Though I have not had the patience to try this, a colleague of mine showed me a way that it may be possible to do this using 0 character key - Whie Space

Perl: 22 characters, including two significant whitespace characters.

sub a{sort map{@$_}@_}

Only builtins here. See? ;)

Call like so:

my @sorted = a([1, 2, 3], [5, 6, 89], [13, -1, 3]);
print "@sorted" # prints -1, 1, 1, 2, 3, 3, 5, 6, 89

Honestly, denying language features (note: not libraries...) seems kind-of counter the point. Shortest code to implement in a language should include buildins/language features. Of course, if you import a module, you should count that code against your solution.

Edit: removed unnecessary {}'s around the $_.

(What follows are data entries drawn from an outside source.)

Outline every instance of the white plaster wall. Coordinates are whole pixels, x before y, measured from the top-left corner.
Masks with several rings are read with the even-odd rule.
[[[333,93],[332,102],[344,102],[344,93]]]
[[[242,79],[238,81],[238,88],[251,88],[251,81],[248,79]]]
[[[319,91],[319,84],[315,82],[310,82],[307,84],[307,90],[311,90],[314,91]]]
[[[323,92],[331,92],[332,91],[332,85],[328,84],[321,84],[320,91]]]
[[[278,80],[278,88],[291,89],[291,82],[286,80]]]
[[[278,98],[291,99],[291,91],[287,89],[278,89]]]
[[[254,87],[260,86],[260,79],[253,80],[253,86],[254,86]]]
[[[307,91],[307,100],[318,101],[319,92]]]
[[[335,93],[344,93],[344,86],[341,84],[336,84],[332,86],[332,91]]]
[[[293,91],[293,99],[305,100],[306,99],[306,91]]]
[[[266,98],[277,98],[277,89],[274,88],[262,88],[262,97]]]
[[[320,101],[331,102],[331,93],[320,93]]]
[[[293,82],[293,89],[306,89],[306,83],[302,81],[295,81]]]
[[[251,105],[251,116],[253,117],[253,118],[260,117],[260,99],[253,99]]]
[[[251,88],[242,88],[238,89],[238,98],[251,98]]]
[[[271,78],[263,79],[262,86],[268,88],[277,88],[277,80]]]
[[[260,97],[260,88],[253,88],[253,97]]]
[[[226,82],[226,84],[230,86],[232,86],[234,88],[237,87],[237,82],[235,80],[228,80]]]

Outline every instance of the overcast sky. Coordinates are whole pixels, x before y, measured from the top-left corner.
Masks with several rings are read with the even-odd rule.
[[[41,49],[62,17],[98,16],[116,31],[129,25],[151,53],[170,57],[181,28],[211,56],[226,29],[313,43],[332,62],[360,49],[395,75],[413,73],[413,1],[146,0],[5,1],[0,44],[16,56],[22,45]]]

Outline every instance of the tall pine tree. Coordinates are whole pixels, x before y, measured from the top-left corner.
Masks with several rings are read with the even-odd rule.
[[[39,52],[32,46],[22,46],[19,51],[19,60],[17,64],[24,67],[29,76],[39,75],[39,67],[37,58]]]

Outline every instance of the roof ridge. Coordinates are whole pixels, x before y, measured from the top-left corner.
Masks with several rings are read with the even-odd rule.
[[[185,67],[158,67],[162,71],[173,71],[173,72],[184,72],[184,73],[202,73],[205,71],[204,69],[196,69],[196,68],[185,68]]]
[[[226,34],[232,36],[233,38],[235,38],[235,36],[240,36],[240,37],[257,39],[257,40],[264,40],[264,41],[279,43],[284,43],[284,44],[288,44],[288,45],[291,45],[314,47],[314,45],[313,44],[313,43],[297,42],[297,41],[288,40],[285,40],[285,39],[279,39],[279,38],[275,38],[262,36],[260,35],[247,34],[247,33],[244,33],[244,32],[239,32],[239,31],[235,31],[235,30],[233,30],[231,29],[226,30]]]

GNU system scripting (I guess that's cheating, but it is nice to know too).

sort -m file1 file2 file3 ...

BASH in about 250 essential chars

BASH is not really good at list manipulation, anyway this is does the job.

# This merges two lists together
m(){ 
    [[ -z $1 ]] && echo $2 && return; 
    [[ -z $2 ]] && echo $1 && return; 
    A=($1); B=($2); 
    if (( ${A[0]} > ${B[0]} ));then 
        echo -n ${B[0]}\ ;
        unset B[0];
    else 
        echo -n ${A[0]}\ ;
        unset A[0];
    fi;
    m "${A[*]}" "${B[*]}";
}
# This merges multiple lists
M(){
    A=$1;
    shift;
    for x in $@; do
        A=`m "$A" "$x"`
    done
    echo $A
}

$ M '1 4 7' '2 5 8' '3 6 9'
1 2 3 4 5 6 7 8 9

VB

The setup:

Sub Main()
    f(New Int32() {1, 4, 7}, _
      New Int32() {2, 5, 8}, _
      New Int32() {3, 6, 9})
End Sub

The output:

Sub f(ByVal ParamArray b As Int32()())
    Dim l = New List(Of Int32)
    For Each a In b
        l.AddRange(a)
    Next
    For Each a In l.OrderBy(Function(i) i)
        Console.WriteLine(a)
    Next
End Sub

Ruby: 100 characters (1 significant whitespace, 4 significant newlines)

def m(i)
  a=[]
  i.each{|s|s.each{|n|a.insert((a.index(a.select{|j|j>n}.last)||-1)+1,n)}}
  a.reverse
end

Human version:

def sorted_join(numbers)
  sorted_numbers=[]

  numbers.each do |sub_numbers|
    sub_numbers.each do |number|
      bigger_than_me = sorted_numbers.select { |i| i > number }
      if bigger_than_me.last
        pos = sorted_numbers.index(bigger_than_me.last) + 1
      else
        pos = 0
      end

      sorted_numbers.insert(pos, number)
    end
  end

  sorted_numbers.reverse
end

This can all just be replaced by numbers.flatten.sort

Benchmarks:

 a = [[1, 4, 7], [2, 4, 8], [3, 6, 9]]
 n = 50000
 Benchmark.bm do |b|
   b.report { n.times { m(a) } }
   b.report { n.times { a.flatten.sort } }
 end

Produces:

      user     system      total        real
 2.940000   0.380000   3.320000 (  7.573263)
 0.380000   0.000000   0.380000 (  0.892291)

So my algorithm performs horribly, yey!